A majority of housing loans are allocated by Bank Maskan, the state-run agent bank of the housing sector, that takes its lending directions from the Ministry of Roads and Urban Development.

"One of the goals of the bank is to financially support households to purchase a house, the realization of which goal can be accelerated if policymakers provide the necessary support," the bank wrote on its official news website HIBNA in a review of CBI statistics.

"Another part of the operations of Bank Maskan is to support producers in the housing and construction sector and this support can help create jobs and economic growth, in addition to improving the climate of doing business in the country," the bank added.

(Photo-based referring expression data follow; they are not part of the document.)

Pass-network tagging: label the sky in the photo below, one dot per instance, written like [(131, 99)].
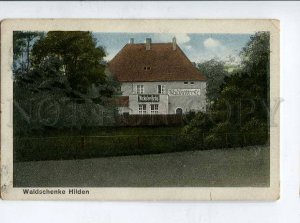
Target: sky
[(197, 47)]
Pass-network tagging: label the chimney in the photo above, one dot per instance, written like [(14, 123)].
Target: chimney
[(174, 43), (148, 43)]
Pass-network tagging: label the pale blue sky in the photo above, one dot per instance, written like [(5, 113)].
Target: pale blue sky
[(197, 47)]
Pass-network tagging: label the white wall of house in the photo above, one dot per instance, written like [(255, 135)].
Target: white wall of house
[(169, 100)]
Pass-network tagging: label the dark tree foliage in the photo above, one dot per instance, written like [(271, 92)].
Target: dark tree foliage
[(82, 60), (242, 103), (22, 45)]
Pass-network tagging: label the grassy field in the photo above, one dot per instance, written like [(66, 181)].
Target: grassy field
[(219, 168)]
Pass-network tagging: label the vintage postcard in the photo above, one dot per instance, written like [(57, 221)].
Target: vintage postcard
[(140, 109)]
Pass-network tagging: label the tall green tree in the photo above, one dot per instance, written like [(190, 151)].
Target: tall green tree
[(215, 72), (22, 45), (243, 99)]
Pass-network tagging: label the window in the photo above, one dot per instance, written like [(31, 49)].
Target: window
[(154, 108), (161, 89), (142, 109), (140, 89)]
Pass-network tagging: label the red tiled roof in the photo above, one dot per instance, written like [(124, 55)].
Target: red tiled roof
[(160, 63)]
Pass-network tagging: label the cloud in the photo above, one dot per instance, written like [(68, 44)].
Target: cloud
[(211, 43), (181, 38)]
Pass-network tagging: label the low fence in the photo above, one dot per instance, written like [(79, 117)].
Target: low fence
[(81, 147)]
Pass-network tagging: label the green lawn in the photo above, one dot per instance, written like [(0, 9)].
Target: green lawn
[(219, 168)]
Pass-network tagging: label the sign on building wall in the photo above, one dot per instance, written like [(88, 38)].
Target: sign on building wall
[(184, 92), (148, 98)]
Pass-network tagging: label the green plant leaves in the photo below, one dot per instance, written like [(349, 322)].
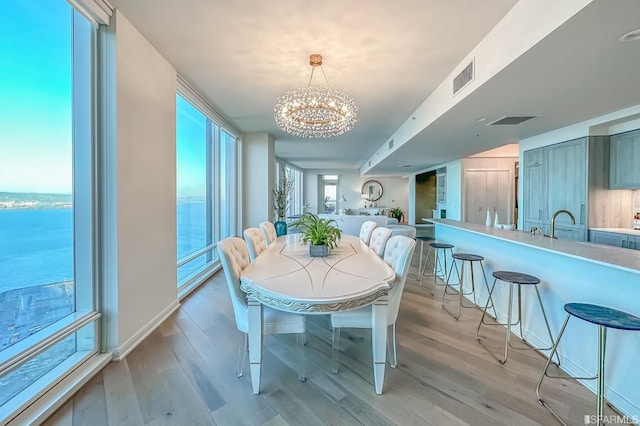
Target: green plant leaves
[(318, 231)]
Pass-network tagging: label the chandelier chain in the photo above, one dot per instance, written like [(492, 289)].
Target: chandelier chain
[(315, 111)]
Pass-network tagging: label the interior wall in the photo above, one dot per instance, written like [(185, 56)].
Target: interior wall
[(259, 168), (395, 190), (453, 189), (140, 232)]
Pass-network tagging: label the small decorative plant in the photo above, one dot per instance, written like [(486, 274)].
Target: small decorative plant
[(318, 231), (397, 213), (281, 195)]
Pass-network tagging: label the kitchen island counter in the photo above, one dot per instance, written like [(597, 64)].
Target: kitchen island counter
[(614, 257), (569, 271), (626, 231)]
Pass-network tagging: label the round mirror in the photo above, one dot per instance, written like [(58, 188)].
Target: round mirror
[(372, 190)]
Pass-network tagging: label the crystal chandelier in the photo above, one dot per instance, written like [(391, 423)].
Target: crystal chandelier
[(315, 111)]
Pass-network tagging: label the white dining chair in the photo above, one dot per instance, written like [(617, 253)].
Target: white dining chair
[(366, 229), (269, 230), (378, 240), (397, 253), (234, 257), (256, 242)]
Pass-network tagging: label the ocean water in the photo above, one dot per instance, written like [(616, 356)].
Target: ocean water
[(36, 245)]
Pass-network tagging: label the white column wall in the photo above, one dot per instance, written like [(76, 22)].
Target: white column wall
[(258, 150), (140, 188)]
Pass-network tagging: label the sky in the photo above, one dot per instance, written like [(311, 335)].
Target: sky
[(191, 163), (36, 104), (35, 96)]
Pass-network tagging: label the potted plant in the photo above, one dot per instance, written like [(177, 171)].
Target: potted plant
[(319, 233), (281, 202), (397, 213)]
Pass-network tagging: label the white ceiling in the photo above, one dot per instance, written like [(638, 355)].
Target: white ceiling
[(390, 56)]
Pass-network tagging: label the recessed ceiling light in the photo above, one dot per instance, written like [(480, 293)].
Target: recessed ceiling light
[(630, 36)]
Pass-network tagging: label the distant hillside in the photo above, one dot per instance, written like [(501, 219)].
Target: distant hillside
[(28, 200)]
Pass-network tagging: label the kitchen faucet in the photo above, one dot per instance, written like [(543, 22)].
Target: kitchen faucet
[(553, 221), (535, 229)]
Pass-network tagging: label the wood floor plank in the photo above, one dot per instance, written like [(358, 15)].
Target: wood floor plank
[(184, 373), (90, 405), (122, 409)]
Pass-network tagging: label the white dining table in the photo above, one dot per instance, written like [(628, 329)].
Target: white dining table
[(285, 277)]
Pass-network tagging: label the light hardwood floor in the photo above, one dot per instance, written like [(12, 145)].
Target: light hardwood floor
[(184, 374)]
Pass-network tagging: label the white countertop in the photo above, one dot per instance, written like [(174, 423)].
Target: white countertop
[(627, 231), (616, 257)]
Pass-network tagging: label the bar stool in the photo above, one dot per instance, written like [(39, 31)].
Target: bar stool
[(422, 240), (518, 279), (437, 267), (470, 259), (604, 318)]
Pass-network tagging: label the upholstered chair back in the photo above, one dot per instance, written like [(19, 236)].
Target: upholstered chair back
[(366, 229), (234, 257), (378, 240), (398, 253), (256, 242), (269, 230)]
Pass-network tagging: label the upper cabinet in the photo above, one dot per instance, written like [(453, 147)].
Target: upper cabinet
[(555, 178), (624, 171)]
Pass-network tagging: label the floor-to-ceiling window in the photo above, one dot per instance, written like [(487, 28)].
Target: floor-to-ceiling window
[(295, 203), (48, 318), (206, 189), (328, 193)]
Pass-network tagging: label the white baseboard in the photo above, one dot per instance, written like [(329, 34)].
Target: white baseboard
[(123, 350)]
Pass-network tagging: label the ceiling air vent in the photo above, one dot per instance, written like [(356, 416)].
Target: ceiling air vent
[(511, 119), (465, 77)]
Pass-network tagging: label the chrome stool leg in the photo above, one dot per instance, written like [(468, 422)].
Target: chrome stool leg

In addition to the notable rise in the volume of bank loans allocated to the housing and construction sector, another point that stands out is how much more significant that rise has been when compared to other types of bank loans.

According to CBI data, the total volume of facilities extended to various sectors of the economy by banks and credit institutions during the first five months of the current year was equal to about 2.40 quadrillion rials ($14.56 billion). The figure was 325 trillion rials ($1.97 billion) or 15.6% higher than the corresponding period of last year.

So the rise in the total volume of loans allocated to the housing and construction sector in the aforesaid period was more than twice the rise in the volume of facilities extended to all economic sectors.

CBI also reports the number of loans received by each sector of the economy. According to its data, the housing and construction sector received 444,095 loans this year, whereas it received 350,285 loans in the corresponding period of last year. So the number of loans handed out to applicants in the sector have also registered a year-on-year increase of 27%.

The CBI report further outlines the purpose for which loans have been allocated to each sector. In the housing and construction sector, a total of 106.89 trillion rials ($648.71 million) or 51.5% of the loans were handed out for purchasing residential units.

Working capital loans came next with a 17.7% share equaling about 36.84 trillion rials ($223.58 million) and were followed by renovation loans amounting to 24.79 trillion rials ($150.45 million) or 11.9% of all loans allocated to the sector. Other categories each had a share of under 10%.

All currency exchanges are calculated based on the Sept. 28 rate of 164,771 rials to the US dollar registered in the official Sana system of the Central Bank of Iran.